As November is Lung Cancer Awareness month, Flushing resident Carrie Wesolowski is working to promote the issue in honor of her father, who passed away from the disease last year.
“During November of 2008, my dad was one of nearly 220,000 newly diagnosed lung cancer patients,” Wesolowski said.
Wesolowski saw her father’s health deteriorate during the 18 months he lived with lung cancer. He went from being active to being bedridden.
“After seeing my dad suffer as he did, I [was] determined to make sure that no one would have to suffer as he did and no child would feel what I felt at watching their parent suffer in that way,” she said.
Wesolowski noted that this disease can affect smokers and non-smokers alike.
“When I tell people you don’t have to smoke to get lung cancer, it’s news to some people,” she said. “In fact, nearly 80 percent of newly diagnosed lung cancer cases are former or never smokers.”
She began working with the Lung Cancer Alliance and is now the captain of Team Lung Love, running in marathons to help raise awareness and funds. She also began speaking to local groups.
As part of her commitment to the cause, Wesolowski is now advocating for The Lung Cancer Mortality Reduction Act.
“We must secure the money to fund research that will find the diagnostic tools that will detect lung cancer early when it is more treatable,” Wesolowski said. She also said, “The lung cancer movement has begun and we are all vital components. Together we will end lung cancer as we know it. I feel my dad’s stride with every step I make.”
For more information on Team Lung Love, including how to support the cause, visit www.teamlunglove.org.

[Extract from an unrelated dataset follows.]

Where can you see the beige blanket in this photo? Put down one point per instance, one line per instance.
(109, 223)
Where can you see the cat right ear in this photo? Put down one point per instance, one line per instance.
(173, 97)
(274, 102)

While Weslowski is advocating for that legislation, the American Lung Association in New York is encouraging lawmakers in the state to enact comprehensive cessation coverage. This comes following the report “Helping Smokers Quit: State Cessation Coverage 2010,” which the association said finds a gap in individuals getting help to quit smoking.
“Smoking causes far too many New Yorkers to die prematurely and suffer from lung diseases that erode their quality of life,” said American Lung Association in New York President and CEO Scott T. Santarella. “Most smokers want desperately to quit smoking. This report shows us once again the importance of making sure smokers have access to comprehensive cessation coverage when they do make the decision to quit.”
According to the American Lung Association, “providing comprehensive coverage means ensuring access to seven medications and three types of counseling recommended by the U.S. Department of Health and Human Services to treat tobacco use and nicotine dependence.”